That weld failed due to hydrogen embrittlement. Let Merlin know that you can send the fracture surface out for SEM analysis, and if it shows the presence of hydrides on the fracture surface, that you expect them to pick up the bill for the SEM time and for a brand new frame. The other welds on that frame are suspect also. Tell them that your metallurgist recommends that they should listen to this advice.

SteveM.


----------



## Jetmugg

That weld failed due to hydrogen embrittlement. Let Merlin know that you can send the fracture surface out for SEM analysis, and if it shows the presence of hydrides on the fracture surface, that you expect them to pick up the bill for the SEM time and for a brand new frame. The other welds on that frame are suspect also. Tell them that your metallurgist recommends that they should listen to this advice.

SteveM.


----------



## Jetmugg

Tell them that he's so confident about the hydrogen embrittlement, that he posted it twice.


----------



## infopete

Hi Jetmugg,

American Bike Group/Merlin warranty are not keen to give me the time of day at the moment and I don't think they will send the frame for analysis; their minds are closed.


----------



## Jetmugg

This is an obvious weld failure due to a manufacturing defect. For a company like ABG to deny a claim without any kind of written report is laughable.

I work in manufacturing (stuff a lot less pricey than a Merlin bicycle frame). We also make a lot more products than ABG ever dreamed of. Every returned product is inspected by a process control engineer and a written report is submitted to the customer, regardless of whether the claim is justified or not.

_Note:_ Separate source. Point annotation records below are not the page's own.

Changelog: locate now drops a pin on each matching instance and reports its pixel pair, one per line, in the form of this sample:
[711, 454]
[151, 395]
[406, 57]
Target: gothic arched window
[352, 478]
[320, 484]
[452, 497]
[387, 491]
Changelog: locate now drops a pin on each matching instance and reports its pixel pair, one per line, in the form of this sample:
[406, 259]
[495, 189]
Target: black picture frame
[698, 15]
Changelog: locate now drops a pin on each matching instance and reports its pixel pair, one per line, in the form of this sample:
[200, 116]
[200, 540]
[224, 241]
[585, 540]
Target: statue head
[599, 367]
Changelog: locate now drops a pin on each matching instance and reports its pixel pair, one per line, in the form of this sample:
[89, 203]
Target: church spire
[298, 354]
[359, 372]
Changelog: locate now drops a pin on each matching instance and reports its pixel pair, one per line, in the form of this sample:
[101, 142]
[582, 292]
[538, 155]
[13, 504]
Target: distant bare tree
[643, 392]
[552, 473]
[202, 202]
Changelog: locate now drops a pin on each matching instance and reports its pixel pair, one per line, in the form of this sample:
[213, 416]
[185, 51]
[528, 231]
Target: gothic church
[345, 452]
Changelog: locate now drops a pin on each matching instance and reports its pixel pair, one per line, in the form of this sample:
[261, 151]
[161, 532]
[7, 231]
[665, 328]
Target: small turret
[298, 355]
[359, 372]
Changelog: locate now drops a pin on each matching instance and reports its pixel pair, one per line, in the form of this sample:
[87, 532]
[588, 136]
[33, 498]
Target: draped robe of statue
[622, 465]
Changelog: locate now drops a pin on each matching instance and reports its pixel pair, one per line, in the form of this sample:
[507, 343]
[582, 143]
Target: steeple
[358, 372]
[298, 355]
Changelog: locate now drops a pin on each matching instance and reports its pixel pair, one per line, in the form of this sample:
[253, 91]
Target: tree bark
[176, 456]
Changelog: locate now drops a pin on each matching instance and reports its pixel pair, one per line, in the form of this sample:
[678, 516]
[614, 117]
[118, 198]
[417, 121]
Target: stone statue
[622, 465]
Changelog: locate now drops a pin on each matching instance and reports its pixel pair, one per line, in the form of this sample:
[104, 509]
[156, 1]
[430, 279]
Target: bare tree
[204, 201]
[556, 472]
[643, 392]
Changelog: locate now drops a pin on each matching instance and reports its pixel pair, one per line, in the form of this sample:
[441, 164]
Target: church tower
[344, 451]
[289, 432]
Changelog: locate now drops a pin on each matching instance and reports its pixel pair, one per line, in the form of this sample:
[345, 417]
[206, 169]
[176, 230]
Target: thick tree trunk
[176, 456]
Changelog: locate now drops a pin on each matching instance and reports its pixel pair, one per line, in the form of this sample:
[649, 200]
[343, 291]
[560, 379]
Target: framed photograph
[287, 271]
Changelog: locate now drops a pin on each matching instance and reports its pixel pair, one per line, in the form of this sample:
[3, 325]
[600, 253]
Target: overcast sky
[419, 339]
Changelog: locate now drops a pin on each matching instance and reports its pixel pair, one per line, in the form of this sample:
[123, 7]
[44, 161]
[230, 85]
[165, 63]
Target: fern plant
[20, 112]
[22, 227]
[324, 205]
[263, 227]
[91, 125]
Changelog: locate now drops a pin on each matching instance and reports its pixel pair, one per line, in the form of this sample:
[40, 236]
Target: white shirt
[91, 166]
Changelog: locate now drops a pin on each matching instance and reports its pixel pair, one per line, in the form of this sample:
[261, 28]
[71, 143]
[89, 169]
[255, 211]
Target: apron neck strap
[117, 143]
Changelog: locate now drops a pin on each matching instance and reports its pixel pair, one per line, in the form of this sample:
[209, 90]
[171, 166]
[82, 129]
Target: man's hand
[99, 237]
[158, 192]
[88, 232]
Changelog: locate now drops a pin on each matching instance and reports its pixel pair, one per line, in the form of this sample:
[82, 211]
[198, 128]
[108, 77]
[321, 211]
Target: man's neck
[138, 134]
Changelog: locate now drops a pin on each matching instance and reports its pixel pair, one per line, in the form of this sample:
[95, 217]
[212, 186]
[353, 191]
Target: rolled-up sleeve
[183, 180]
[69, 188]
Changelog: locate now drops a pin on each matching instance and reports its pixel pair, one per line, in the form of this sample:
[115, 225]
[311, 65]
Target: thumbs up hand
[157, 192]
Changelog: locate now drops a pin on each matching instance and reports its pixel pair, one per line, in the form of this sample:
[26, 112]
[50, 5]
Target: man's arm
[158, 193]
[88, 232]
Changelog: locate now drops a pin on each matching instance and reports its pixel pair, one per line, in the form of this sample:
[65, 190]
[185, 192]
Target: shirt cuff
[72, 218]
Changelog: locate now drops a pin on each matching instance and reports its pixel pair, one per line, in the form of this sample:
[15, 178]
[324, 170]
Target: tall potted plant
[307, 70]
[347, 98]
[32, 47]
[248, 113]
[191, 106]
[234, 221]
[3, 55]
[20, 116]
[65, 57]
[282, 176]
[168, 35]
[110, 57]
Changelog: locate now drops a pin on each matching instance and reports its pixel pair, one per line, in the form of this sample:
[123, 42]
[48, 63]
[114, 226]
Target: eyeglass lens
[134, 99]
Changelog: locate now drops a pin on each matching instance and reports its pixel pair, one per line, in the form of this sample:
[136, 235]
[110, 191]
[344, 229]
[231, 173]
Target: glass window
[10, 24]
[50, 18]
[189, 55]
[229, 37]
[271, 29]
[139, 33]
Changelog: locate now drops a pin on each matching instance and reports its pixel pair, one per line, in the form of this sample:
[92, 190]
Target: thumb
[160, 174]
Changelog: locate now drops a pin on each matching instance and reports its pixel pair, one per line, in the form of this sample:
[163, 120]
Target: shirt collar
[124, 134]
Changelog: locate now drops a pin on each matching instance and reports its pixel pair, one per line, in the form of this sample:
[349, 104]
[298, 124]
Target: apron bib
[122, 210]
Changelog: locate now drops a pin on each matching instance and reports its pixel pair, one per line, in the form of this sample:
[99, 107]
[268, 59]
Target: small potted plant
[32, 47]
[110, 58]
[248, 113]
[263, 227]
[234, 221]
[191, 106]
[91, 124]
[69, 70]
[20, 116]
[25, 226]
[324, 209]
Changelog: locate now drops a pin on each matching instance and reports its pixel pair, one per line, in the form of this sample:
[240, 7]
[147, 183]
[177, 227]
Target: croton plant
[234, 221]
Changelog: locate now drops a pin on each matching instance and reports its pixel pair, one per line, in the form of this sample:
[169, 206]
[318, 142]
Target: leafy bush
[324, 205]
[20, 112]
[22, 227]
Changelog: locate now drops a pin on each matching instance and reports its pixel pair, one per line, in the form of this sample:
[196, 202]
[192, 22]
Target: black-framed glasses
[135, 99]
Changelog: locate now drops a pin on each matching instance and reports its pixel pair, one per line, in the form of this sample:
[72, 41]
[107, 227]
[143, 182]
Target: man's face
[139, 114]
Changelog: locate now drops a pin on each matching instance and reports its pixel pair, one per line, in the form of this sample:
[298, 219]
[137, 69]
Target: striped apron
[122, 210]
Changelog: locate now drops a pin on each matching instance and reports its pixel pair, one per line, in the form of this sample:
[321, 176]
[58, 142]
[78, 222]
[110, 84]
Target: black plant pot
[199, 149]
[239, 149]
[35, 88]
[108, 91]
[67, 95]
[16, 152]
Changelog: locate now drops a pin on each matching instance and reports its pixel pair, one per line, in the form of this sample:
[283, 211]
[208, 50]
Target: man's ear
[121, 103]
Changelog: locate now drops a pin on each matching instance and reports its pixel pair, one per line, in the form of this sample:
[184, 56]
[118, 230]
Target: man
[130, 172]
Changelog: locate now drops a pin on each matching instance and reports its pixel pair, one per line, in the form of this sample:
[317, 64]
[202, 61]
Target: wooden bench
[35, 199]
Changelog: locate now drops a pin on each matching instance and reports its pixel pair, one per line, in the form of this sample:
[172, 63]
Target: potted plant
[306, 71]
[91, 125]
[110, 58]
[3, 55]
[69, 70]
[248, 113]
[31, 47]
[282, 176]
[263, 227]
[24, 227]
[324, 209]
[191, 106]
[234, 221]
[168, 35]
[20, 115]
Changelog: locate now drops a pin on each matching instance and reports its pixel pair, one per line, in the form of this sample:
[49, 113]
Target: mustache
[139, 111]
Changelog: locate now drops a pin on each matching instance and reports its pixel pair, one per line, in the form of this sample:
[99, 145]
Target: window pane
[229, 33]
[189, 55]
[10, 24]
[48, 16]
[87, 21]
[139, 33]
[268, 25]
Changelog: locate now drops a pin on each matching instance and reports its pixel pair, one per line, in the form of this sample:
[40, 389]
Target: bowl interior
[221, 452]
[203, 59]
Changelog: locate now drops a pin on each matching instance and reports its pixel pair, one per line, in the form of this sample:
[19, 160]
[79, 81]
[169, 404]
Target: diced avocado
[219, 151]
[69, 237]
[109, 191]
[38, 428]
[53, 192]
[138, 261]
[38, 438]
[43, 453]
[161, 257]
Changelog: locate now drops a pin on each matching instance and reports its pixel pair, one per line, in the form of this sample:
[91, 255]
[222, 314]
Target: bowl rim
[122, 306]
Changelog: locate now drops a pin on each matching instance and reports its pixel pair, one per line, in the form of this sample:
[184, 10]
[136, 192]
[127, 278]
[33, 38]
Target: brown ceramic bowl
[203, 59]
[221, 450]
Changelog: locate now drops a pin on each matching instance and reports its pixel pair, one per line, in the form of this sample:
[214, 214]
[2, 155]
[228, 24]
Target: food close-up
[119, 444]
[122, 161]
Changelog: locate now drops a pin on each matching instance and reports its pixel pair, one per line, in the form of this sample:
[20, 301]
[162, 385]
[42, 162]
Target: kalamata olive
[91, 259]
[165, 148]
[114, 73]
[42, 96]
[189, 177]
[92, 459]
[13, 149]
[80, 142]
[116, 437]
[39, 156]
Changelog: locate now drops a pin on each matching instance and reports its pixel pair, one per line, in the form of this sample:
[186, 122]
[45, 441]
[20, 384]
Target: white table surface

Poor customer service and technical ineptitude/ refusal to properly take responsibility for manufacturing defects will cost this company in the long and short run. Keep this topic active, and keep the pressure on for a fair resolution.

Ask for a written report, and spread the word.

SteveM.

All claims


----------



## infopete

I've sent the CEO an email so I'm waiting for a reply.

If that doesn't work I'll telephone.

If that doesn't work, back to the drawing board.


----------